Dirinya menyoroti sikap Presiden Prabowo Subianto dalam menyikapi polemik pagar laut ini.
Prabowo langsung menginstruksikan pembongkaran kepada Kementerian Kelautan dan Perikanan (KKP) dan TNI Angkatan Laut setelah tekanan publik semakin keras.
"Karena itu, ke depannya, kebijakan yang diambil oleh Jokowi itu semestinya menjadi evaluasi di masing-masing kementerian untuk kemudian ditindaklanjuti sehingga tidak mengesankan adanya langkah yang reaktif," kata Bakir melalui keterangan tertulis, Selasa (28/1/2025).
"Tetapi, betul-betul merupakan langkah perbaikan yang dilakukan oleh masing-masing kementerian," tambah Bakir.
Dirinya menilai perkara pagar laut di perairan Tangerang bisa dimaknai sebagai upaya mendegradasi citra Jokowi oleh anak-anak buah Prabowo di pemerintahan.
Pasalnya, sejak awal pemerintahan Prabowo menyatakan merupakan kelanjutan dari pemerintahan Jokowi.
"Seharusnya dari awal apa-apa yang sudah dilakukan oleh kabinet era Jokowi itu menjadi agenda evaluasi juga oleh Kabinet Merah Putih sehingga tidak kemudian sifatnya reaktif. Karena pada akhirnya orang tidak lagi melihat masa lalu. Tetapi, orang melihatnya kasus muncul pada saat ini muncul pada era Prabowo," kata Bakir.

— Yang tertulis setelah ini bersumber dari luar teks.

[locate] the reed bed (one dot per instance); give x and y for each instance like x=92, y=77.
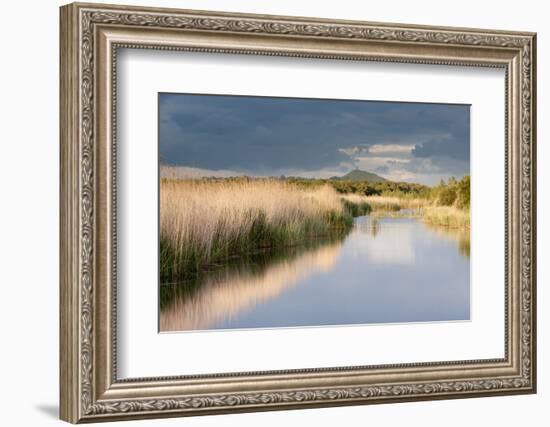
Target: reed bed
x=447, y=216
x=203, y=222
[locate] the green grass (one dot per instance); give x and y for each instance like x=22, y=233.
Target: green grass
x=180, y=263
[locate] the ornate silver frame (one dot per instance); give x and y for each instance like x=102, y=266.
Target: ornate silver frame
x=90, y=36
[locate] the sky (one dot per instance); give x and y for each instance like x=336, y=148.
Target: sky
x=225, y=135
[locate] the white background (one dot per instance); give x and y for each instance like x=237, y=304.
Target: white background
x=141, y=347
x=29, y=224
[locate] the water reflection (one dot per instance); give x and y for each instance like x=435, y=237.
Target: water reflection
x=459, y=235
x=384, y=270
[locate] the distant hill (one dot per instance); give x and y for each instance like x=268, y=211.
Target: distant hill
x=359, y=175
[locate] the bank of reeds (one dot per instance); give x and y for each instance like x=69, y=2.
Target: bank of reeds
x=204, y=222
x=447, y=216
x=427, y=210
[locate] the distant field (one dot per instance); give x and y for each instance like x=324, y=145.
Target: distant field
x=203, y=222
x=206, y=221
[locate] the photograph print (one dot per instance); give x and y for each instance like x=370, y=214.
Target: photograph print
x=292, y=212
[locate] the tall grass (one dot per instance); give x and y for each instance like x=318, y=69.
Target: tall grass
x=447, y=216
x=203, y=222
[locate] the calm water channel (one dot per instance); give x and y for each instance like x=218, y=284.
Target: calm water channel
x=384, y=271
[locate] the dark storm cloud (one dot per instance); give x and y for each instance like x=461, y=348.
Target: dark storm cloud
x=263, y=134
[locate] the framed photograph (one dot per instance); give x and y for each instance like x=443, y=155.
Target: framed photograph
x=266, y=212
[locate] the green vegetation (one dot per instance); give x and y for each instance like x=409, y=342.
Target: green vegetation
x=207, y=222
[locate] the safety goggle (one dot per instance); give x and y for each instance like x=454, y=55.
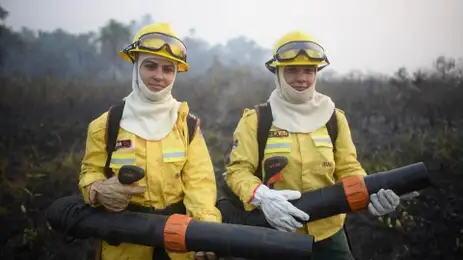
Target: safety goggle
x=291, y=50
x=157, y=41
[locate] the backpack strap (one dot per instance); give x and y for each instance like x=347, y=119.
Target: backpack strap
x=264, y=123
x=193, y=124
x=332, y=127
x=112, y=129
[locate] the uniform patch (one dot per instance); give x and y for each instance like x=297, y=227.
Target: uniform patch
x=235, y=143
x=123, y=144
x=278, y=133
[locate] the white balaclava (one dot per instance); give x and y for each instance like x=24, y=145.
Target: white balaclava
x=298, y=111
x=150, y=115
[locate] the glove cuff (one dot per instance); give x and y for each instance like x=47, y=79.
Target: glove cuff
x=258, y=195
x=93, y=190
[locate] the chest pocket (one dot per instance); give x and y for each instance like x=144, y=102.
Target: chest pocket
x=324, y=146
x=124, y=153
x=279, y=141
x=173, y=154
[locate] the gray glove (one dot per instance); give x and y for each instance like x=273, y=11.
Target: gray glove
x=277, y=210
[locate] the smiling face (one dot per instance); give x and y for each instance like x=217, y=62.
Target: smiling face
x=157, y=73
x=300, y=77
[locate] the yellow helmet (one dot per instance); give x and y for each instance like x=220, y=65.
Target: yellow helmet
x=297, y=48
x=159, y=39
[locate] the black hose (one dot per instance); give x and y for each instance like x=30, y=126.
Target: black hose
x=352, y=194
x=177, y=233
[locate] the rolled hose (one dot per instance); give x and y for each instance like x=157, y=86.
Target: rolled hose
x=353, y=193
x=176, y=233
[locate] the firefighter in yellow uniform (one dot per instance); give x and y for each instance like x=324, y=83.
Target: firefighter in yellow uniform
x=299, y=133
x=153, y=136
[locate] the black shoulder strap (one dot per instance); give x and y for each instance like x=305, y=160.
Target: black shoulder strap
x=112, y=129
x=332, y=127
x=264, y=123
x=192, y=123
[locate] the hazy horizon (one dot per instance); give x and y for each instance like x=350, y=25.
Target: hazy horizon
x=378, y=36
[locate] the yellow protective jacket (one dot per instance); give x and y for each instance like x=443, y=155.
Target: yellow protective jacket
x=174, y=171
x=311, y=164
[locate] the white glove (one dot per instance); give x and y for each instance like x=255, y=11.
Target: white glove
x=276, y=208
x=383, y=202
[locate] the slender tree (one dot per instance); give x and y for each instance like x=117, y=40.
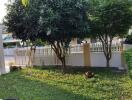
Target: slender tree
x=23, y=23
x=110, y=18
x=60, y=22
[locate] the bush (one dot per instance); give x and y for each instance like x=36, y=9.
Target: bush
x=128, y=57
x=15, y=68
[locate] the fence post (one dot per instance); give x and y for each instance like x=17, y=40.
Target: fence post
x=86, y=55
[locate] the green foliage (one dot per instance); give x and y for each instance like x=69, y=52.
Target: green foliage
x=128, y=39
x=25, y=2
x=128, y=57
x=110, y=18
x=33, y=84
x=23, y=22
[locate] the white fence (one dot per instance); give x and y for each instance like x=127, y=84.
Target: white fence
x=46, y=56
x=9, y=51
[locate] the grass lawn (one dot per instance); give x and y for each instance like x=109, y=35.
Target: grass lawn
x=35, y=84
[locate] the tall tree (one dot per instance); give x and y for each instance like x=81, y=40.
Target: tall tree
x=23, y=23
x=110, y=18
x=60, y=22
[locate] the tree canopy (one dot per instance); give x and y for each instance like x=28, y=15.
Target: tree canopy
x=110, y=18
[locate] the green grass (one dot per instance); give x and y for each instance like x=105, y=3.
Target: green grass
x=128, y=57
x=35, y=84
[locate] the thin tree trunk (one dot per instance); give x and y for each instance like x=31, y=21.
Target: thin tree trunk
x=107, y=62
x=63, y=63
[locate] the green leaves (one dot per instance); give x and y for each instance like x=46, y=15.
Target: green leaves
x=25, y=2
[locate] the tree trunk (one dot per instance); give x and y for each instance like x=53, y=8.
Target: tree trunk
x=107, y=62
x=63, y=62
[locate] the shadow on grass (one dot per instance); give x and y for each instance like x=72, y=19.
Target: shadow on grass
x=101, y=71
x=14, y=86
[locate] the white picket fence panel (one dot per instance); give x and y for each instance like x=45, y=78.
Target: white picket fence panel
x=46, y=56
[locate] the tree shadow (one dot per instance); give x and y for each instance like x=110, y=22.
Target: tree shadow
x=31, y=89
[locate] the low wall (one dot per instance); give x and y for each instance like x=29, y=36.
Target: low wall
x=76, y=57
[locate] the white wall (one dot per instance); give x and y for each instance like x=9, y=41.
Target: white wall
x=98, y=59
x=46, y=56
x=2, y=64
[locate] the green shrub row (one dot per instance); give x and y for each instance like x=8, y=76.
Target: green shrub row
x=128, y=57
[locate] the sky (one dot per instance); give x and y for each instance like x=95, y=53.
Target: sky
x=2, y=9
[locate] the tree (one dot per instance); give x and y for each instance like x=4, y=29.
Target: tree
x=60, y=22
x=23, y=23
x=110, y=18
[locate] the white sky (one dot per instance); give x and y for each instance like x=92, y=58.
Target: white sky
x=2, y=9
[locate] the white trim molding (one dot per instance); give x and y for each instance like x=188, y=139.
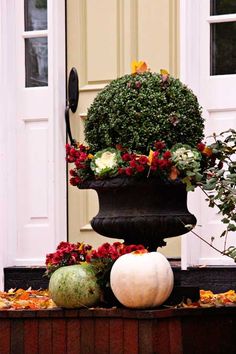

Sebelumnya, Menteri Agraria dan Tata Ruang/Kepala Badan Pertanahan Nasional (ATR/BPN), Nusron Wahid resmi membatalkan sejumlah sertipikat yang terbit di wilayah pagar laut yang berada di Desa Kohod, Kabupaten Tangerang, Provinsi Banten.
Proses pembatalan ini dilakukan dengan memeriksa tiga hal utama, yaitu dokumen yuridis, prosedur administrasi, dan kondisi fisik material tanah.
"Hari ini kami bersama tim melakukan proses pembatalan sertipikat, baik itu SHM maupun HGB. Tata caranya dimulai dengan mengecek dokumen yuridis. Langkah kedua adalah mengecek prosedur. Kami bisa melihatnya melalui komputer untuk memastikan apakah prosesnya sudah benar atau belum," ujar Menteri Nusron kepada awak media usai meninjau kondisi fisik material tanah di wilayah pagar laut Desa Kohod, Jumat (24/01/2025).